(For those reading this for the first time, you might want to look at “About” before continuing)
Well, we’re on the boat heading back to Nova Scotia after a sad farewell to Newfoundland. We had a great final two days seeing the sights we missed on our arrival.
Newfoundland is a place for all the senses. The beautiful green 1,968 to 2,600 foot (600-800 metre) high Long Range Mountains, the northern extension of the Appalachian Mountains, that run up the right side of the highway when you first disembark from the ferry to L’Anse aux Meadows. You can sit and watch the clouds flow over the peaks like water. Not far from Port aux Basques is Wreckhouse where, because of the wall of mountains, the wind can get up to 125 mph (200 km/hour). When the train used to run, boxcars were, at times, blown right off the tracks. And of course the wildflowers – lupines, wild roses, harebell, cow parsnip, yellow buttercups by the acre rolling down through the colourful saltbox houses to the azure sea.
The profusion of flowers creates a bouquet for the nose. Clover flowers so thick you can smell the blossoms (my mouth’s watering again). The smell of peat and warm juniper, spruce trees and poplar, the ocean shoreline and the not so pleasant smell of thousands of seabirds nesting on small islands just off shore.
Newfoundland is most remarkable for what you don’t hear. No industrial noises, few airplanes, little traffic. In the small shoreline towns at night you might hear the waves running up on shore or the wind in the trees. In the morning you are awakened by seagulls and terns instead of an alarm clock. You may hear the fish boats leaving the harbour or the bells on the buoys or occasionally a foghorn in the distance, the baaing of a blessèd sheep or mooing cow. With a population of less than 500,000 and an area of 43,008 square miles (111,390 kilometres squared), the ratio of cars to roadways is very small so traffic problems aren’t an issue.

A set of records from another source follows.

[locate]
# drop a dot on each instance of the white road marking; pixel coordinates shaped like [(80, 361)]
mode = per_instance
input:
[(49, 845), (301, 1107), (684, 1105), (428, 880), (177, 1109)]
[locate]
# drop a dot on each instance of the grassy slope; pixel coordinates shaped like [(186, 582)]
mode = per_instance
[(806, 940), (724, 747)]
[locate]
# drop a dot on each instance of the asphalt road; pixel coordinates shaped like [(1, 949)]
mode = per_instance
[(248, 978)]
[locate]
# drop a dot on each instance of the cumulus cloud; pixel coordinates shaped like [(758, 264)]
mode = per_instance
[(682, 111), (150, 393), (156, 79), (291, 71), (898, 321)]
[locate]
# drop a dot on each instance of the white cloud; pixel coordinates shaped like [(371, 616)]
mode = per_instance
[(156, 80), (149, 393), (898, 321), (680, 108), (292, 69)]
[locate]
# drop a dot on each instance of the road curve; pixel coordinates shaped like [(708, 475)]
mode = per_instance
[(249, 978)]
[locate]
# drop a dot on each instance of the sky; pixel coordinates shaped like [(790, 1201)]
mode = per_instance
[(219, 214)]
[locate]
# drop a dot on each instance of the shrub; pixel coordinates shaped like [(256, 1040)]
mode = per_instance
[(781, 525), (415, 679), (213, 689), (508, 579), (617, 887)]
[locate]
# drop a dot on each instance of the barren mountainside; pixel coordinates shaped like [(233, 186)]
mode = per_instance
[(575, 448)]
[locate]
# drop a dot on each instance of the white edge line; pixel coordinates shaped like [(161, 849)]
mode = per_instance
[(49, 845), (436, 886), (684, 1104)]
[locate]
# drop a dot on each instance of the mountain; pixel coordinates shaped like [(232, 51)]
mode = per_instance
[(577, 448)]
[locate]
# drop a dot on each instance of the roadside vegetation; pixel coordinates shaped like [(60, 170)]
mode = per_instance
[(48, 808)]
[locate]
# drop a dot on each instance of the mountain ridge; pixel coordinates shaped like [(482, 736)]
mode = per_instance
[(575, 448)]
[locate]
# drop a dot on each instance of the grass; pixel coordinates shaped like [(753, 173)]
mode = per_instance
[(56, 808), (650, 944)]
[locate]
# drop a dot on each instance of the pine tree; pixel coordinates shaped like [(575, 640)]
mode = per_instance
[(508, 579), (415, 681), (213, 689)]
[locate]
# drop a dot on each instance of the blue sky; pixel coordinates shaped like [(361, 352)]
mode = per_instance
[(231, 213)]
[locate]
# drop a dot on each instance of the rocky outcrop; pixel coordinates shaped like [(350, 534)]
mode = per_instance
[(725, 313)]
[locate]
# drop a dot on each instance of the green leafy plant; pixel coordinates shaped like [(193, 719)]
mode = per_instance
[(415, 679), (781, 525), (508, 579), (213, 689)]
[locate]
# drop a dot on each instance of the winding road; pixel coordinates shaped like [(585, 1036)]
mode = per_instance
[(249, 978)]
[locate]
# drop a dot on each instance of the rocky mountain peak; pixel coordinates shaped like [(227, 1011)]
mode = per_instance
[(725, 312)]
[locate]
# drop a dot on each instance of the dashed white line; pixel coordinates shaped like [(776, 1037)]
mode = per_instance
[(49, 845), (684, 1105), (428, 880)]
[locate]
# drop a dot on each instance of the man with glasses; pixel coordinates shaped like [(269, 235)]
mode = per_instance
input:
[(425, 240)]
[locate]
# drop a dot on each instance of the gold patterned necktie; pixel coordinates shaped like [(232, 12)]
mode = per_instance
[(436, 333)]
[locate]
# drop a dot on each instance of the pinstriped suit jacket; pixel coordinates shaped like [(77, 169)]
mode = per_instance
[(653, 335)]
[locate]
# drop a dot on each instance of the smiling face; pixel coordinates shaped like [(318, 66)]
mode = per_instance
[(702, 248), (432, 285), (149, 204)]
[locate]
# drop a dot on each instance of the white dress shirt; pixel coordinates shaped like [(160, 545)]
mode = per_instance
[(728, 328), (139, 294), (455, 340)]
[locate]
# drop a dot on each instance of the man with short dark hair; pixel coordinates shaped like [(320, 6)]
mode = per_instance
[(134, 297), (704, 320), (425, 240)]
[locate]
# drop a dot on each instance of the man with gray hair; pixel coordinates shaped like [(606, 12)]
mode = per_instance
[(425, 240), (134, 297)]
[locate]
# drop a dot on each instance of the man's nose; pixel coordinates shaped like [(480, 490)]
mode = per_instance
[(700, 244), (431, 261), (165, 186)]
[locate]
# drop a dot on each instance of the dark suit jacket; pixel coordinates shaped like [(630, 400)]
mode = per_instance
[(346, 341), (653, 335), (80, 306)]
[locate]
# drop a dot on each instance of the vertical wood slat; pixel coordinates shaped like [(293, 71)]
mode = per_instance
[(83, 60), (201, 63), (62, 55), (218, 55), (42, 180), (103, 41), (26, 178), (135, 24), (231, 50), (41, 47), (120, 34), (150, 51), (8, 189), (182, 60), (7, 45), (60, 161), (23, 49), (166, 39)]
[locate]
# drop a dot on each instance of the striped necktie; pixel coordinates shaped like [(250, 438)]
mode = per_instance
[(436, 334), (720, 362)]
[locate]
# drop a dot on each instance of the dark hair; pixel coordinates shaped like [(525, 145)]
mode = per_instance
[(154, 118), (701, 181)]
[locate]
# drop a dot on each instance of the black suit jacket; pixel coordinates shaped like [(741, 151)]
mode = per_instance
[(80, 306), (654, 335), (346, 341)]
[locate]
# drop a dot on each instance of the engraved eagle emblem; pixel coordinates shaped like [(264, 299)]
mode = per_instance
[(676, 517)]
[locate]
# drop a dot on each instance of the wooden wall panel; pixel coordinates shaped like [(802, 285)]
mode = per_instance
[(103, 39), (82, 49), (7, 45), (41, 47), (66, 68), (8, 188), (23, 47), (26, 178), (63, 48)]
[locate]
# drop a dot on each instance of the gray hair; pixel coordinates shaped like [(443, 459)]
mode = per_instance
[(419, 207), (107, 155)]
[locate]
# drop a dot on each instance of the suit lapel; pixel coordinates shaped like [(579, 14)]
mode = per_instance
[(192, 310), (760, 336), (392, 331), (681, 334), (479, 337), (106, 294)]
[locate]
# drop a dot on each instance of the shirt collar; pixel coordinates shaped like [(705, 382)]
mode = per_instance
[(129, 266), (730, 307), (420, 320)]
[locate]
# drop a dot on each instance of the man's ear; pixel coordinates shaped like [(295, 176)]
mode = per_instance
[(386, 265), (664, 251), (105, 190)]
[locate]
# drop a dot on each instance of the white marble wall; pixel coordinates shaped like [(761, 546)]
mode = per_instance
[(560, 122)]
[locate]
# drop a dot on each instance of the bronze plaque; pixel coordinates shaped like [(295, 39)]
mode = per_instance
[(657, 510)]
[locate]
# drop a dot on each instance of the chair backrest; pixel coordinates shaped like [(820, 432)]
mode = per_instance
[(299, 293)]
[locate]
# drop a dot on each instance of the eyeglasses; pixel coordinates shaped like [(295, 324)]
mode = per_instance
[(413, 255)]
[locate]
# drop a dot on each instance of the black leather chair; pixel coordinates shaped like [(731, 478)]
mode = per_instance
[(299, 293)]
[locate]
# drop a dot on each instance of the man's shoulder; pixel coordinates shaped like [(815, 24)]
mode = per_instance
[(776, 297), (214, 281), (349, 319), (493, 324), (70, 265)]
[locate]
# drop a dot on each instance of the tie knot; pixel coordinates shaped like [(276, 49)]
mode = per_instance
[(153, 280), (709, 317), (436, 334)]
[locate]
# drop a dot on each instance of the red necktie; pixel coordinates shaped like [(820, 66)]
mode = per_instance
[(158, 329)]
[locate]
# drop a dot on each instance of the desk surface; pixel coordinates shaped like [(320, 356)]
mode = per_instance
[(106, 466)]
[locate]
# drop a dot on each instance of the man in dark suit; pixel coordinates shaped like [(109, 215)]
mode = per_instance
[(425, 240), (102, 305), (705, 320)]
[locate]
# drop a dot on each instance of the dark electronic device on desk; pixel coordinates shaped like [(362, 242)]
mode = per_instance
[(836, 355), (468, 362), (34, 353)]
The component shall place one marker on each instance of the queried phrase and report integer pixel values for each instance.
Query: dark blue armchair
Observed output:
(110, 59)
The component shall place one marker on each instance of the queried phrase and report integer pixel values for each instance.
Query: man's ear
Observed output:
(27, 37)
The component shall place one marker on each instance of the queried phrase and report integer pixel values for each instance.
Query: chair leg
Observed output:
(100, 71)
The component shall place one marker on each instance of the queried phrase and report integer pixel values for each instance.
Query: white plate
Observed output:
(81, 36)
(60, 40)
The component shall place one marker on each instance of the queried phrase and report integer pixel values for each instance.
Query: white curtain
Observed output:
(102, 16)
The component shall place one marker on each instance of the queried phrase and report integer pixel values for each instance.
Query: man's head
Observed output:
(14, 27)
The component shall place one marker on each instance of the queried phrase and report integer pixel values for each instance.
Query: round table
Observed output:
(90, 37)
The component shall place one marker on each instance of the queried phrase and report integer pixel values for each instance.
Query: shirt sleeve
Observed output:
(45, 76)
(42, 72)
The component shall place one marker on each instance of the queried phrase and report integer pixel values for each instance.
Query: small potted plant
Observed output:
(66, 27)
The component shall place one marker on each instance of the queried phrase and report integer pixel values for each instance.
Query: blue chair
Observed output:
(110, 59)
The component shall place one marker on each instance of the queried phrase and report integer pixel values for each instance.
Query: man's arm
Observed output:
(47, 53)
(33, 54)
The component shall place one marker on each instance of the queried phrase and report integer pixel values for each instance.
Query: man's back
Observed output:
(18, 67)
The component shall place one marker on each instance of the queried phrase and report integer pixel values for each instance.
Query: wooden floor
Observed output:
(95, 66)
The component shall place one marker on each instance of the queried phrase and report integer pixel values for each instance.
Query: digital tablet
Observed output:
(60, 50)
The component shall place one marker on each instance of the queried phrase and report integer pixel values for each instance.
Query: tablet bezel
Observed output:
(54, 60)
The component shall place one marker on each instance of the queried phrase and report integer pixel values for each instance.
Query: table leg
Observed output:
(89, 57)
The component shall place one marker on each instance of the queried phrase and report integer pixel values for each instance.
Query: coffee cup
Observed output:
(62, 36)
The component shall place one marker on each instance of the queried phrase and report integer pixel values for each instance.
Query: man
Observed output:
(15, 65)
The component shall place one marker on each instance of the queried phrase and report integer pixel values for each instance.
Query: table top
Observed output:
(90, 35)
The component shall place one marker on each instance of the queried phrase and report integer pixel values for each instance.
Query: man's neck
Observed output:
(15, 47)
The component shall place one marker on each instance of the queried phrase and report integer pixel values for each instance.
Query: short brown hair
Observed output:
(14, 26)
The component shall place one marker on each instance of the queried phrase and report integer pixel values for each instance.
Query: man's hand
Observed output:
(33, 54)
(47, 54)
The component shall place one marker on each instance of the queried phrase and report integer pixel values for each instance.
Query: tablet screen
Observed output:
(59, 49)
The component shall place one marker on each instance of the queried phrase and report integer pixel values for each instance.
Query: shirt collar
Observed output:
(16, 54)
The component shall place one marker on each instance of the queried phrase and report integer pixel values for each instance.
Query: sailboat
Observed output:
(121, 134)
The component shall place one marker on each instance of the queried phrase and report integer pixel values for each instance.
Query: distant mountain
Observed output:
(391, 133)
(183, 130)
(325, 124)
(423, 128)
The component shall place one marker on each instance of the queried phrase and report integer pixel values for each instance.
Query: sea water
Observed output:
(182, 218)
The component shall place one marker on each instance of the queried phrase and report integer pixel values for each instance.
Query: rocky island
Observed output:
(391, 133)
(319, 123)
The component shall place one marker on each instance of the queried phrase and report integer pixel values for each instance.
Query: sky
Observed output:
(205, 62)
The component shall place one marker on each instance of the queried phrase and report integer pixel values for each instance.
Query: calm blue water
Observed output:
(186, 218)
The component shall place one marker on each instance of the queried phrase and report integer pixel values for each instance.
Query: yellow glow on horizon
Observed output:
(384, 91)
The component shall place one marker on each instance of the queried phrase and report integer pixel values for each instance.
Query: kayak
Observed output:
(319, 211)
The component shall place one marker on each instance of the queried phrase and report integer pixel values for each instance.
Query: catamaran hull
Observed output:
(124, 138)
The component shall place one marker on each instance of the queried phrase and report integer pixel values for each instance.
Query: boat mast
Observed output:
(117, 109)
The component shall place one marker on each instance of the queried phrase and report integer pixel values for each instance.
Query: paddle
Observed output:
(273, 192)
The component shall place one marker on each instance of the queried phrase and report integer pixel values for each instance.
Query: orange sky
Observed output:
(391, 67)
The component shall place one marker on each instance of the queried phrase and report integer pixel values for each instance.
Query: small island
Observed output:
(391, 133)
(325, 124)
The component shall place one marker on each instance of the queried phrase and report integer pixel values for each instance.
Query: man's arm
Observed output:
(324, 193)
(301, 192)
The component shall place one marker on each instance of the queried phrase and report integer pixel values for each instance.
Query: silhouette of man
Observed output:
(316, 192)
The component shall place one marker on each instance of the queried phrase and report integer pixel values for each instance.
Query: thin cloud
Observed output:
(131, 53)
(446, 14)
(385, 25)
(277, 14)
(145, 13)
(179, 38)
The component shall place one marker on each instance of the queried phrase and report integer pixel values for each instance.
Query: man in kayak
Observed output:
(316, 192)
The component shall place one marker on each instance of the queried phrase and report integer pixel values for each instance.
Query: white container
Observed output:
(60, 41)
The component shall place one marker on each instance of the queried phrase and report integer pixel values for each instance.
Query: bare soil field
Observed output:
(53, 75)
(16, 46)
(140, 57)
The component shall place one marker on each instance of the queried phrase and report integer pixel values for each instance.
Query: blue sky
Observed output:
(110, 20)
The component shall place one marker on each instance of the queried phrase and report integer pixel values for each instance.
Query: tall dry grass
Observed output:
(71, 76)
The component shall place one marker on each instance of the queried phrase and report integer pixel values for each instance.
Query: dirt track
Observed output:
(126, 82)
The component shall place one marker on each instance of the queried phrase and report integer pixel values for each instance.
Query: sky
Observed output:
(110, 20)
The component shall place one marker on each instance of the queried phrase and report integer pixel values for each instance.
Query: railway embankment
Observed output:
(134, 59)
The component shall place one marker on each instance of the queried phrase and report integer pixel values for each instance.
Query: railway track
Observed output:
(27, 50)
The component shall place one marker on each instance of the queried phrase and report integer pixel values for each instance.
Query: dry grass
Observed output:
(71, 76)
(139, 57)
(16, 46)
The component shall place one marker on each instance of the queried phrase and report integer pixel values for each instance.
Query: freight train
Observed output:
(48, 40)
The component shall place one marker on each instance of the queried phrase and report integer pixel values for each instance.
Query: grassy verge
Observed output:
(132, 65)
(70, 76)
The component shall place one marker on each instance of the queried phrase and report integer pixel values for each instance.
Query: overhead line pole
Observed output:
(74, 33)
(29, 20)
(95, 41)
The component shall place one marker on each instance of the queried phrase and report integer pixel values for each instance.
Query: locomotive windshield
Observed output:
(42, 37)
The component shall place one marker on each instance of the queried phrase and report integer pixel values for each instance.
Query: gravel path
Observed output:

It is also a land of contrasts from the high tabletop mountains and 800 metre Gros Morne to the flat limestone shelves of Phillip’s Garden. You have the rugged Oregon coast-like shoreline in Bonavista to the sandy beaches at Cape Ray. The dense (though short) spruce/birch/poplar forests of the interior to the windswept barren plains of the west coast. The heritage of cold blooded Vikings and hot blooded Basques. The sand dunes being re-sculpted every day and The Arches made up of some of the oldest rock in the world, rock that should be buried deep within the earth but due to cataclysmic forces have been forced to the surface giving geologists the first concrete evidence of continental drift.
And of course Newfoundland wouldn’t be Newfoundland without it’s special people. A quality of people not too dissimilar to British Columbia inhabitants. Perhaps it is the isolationism of Newfoundland being an island and British Columbia hiding behind the barrier of the Rockies. Friendly people who will stop to talk and within four sentences be willing to tell you their life story and often do. Waitresses who call you ‘my darling’ when they serve you and will often give you a reassuring pat on the arm. The men who like to discuss the fishing situation and, of course, tell of their moose encounters. These are people who have to make do and have struggled hard to subsist but instead of making them inward and selfish they are always willing to give you advise or help you out. As the sign in the small town of Bonavista says, “We have been welcoming visitors for over 500 years.” But, there is also a sadness to the people as we talked to many of the adults. Time and time again, when discussing children, we found the common thread was that their son was in Edmonton or their daughter was in Ontario. There is little or no work for the young people and they have to move away. There is concern now that many of the small outpost communities will not last much longer as fishing becomes harder and the young people don’t return.
When you talk about the people you can’t ignore their figures of speech and accents. Quite amazing to listen to little kids who often have a stronger accent than their parents. It was really strange the other day to be in a restaurant listening to an Oriental woman with a strong Newfie accent.
So . . . I am so glad that the Man and Lady persevered and made the last push to this wonderful island. The Man says that if there are any future trips it would be to fly directly to Newfoundland, rent a RV and stay for a couple of months. Even then there would be so much more to see.
By the way, the miles/kilometres we have driven from our doorstep to Cape Spear are 8,894 miles (14,824 kilometres). The Lady and I were looking at the Man the other day and realized that either he’s been in the car too long or he needs better quality shirts. Both of his favourite shirts have a dark diagonal line down the front where the seatbelt strap lies. The rest of his shirt has faded from the sunlight.
Today we’ll be in Nova Scotia. We will drive up towards the Confederation Bridge which we’ll take to Prince Edward Island instead of the ferry. Probably a quick tour of PEI and then the return home. Most likely faster than the trip out!
One last ‘funny’ before signing off. The other day as we were checking out we were talking to a female acquaintance we met where we were staying. She remarked to us giggling, “Isn’t it funny, all our rooms have started with the number 2.” The Man didn’t have the heart to tell her it was because they always stayed on the second floor.